René Crevel, L'Esprit contre la Raison


(Les Feuilles libres, n° 41, octobre-novembre 1925 - Détours, Pauvert, 1985.)

ARIANE

par C. Ribemont-Dessaignes (Kra, éditeur)

" Ariane ne connaissait la volupté amoureuse qu’au sein des parures et de se vêtir quelque peu se mettait à rougir. "

Ribemont-Dessaignes a rencontré cette femme qui ne s’habille que pour l’amour, sous un réverbère, un jour où fleurissaient en plein ciel d’étranges constellations, Ariane nue par les rues, nue dans les églises où elle trouble une messe de mariage, où elle va raconter des rêves au brave abbé Philippe qui, l’absolution donnée, ne peut en croire ses yeux lorsqu’il voit sortir du confessionnal une pénitente qui montre de soi tout ce qu’elle peut, Ariane qui déchaîne la révolution dans l’autobus Madeleine-Bastille et s’évanouit, disparaît, se dissipe, la foule ne sait comment, dès que le sergent de ville pudique la cache sous sa pèlerine, Ariane épouse morganatique du conteur, taillée à même le marbre charnel du songe, quelle est cette créature qui est aussi peu couverte de symbole que d’étoffe ?

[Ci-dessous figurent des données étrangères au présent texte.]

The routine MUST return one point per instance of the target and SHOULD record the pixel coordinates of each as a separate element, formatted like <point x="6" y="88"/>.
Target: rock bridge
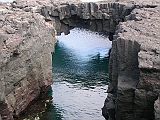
<point x="27" y="37"/>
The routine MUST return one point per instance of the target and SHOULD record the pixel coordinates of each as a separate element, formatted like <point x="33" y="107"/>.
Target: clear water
<point x="80" y="67"/>
<point x="80" y="74"/>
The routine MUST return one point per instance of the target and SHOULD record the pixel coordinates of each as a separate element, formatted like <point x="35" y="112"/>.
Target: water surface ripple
<point x="80" y="67"/>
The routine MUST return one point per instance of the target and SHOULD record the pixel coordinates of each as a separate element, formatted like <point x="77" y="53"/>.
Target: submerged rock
<point x="26" y="43"/>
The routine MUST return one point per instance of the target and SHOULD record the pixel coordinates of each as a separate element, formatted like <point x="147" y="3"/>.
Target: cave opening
<point x="80" y="70"/>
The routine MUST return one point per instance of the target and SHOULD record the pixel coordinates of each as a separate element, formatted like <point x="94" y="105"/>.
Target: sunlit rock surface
<point x="26" y="43"/>
<point x="27" y="39"/>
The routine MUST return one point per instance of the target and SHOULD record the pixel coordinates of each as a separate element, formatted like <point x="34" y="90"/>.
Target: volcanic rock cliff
<point x="27" y="38"/>
<point x="26" y="43"/>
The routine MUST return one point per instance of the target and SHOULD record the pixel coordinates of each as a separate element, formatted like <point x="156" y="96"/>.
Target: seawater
<point x="80" y="74"/>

Récit gratuit, un conteur nous oblige à suivre une poupée humaine dans le plus simple appareil, une poupée dépouillée de tous artifices vestimentaire et psychologique et qui est dans sa peau comme l’oeuf dans sa coquille. Elle ne signifie rien, et cependant elle est. Je la vois, l’épiderme bien tendu sur son squelette. Je suis sûr qu’elle a des talons hauts, mais des talons hauts de chair, des talons qui continuent son corps, en font partie, la dénudent davantage encore. Elle ressemble à ces fées roses qui se meuvent parmi les objets et les mystères quotidiens dans les tableaux de Max Ernst. Elle est suffisante, totale et jamais personne, sauf Ribemont-Dessaignes, ne saura par où la prendre pour en user, en parler.

 

Ariane, on aurait pu vous appeler la vérité, mais la vérité ne fait pas l’amour. Et puis Ribemont-Dessaignes nous dit qu’un orang-outang vous ouvre comme une valise. Stupide singe, il s’est donné du mal en vain, car Je parierais que votre corps était fermé du haut en bas par un système Hermès.